The Madison School District's four-year graduation rate gap between black and white students closed five percentage points from 2010 to 2011, though the rate for black students remains about 50 percent.
The annual report from the Department of Public Instruction released Thursday also showed Madison's four-year graduation rate dipped slightly last year to 73.7 percent.
According to the data, 50.1 percent of Madison's black students graduated in four years, up from 48.3 percent in 2010. The white student graduation rate declined about 3.1 percentage points, to 84.1 percent.
District officials and education experts said it was unclear what accounted for the changes, and it's difficult to draw any conclusions about Madison's achievement gap from one or two years of data.
"You need to be looking over a period of several years that what you're looking at is real change rather than a little blip from one to the other," said Adam Gamoran, director of the Wisconsin Center for Education Research.
The graduation rates of black and white students in Madison have been a major topic of discussion in the city over the past year.
Supporters of Madison Preparatory Academy, a controversial charter school proposal voted down by the School Board in December, used the black student graduation rates as a rallying cry for the school. The proposal called for a school geared toward low-income, minority students with single-gender classrooms, uniforms and a college preparatory curriculum.
The Urban League of Greater Madison's president, Kaleem Caire, who proposed the school and again vowed Thursday to continue pressing the case for it, said the gap shrank "slightly" but that was more because fewer white students graduated on time and "is not anything that we should be proud of."
"To achieve real progress and faster, we need new approaches embedded within a significant systemic change initiative that employs multiple strategies," Caire said in an email. "One type of school doesn't serve all kids equally well."
Superintendent Dan Nerad agreed varying strategies are needed, citing his recently updated plan to help close the achievement gap. The plan calls for $5.8 million in additional spending next year and $55.6 million over the next five years on a variety of strategies to raise student achievement.
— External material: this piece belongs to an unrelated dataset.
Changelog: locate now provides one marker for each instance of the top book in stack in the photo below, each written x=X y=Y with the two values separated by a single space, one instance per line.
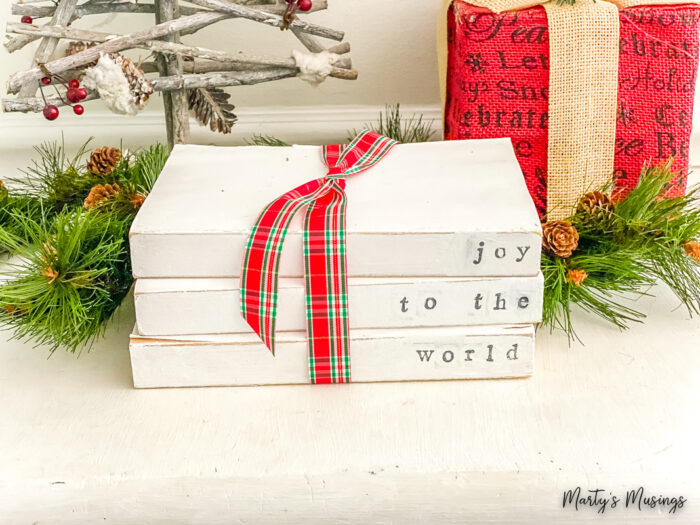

"I certainly understand that it's not going to be one thing alone" that closes the gap, Nerad said. "We need to be in total more responsive to the complex needs of our kids."
The black graduation rate might have been slightly higher, but for the first time the data included a multiracial category, which mostly includes students who would have been classified as black, said Andrew Statz, Madison's chief information officer. The graduation rate for the small number of multiracial students was 76.8 percent.
The four-year graduation rate, which tracks individual students from 9th grade through graduation, was introduced last year. In past years, and for the last time for the 2010-11 school year, graduation rates were based on the number of graduates, dropouts and those who took longer than four years to earn a diploma. Using that method, Madison's total graduation rate increased to 83.9 percent, and the black student graduation rate increased to 63.2 percent.
For 2012, the state will also report on six-year graduation rates in each district.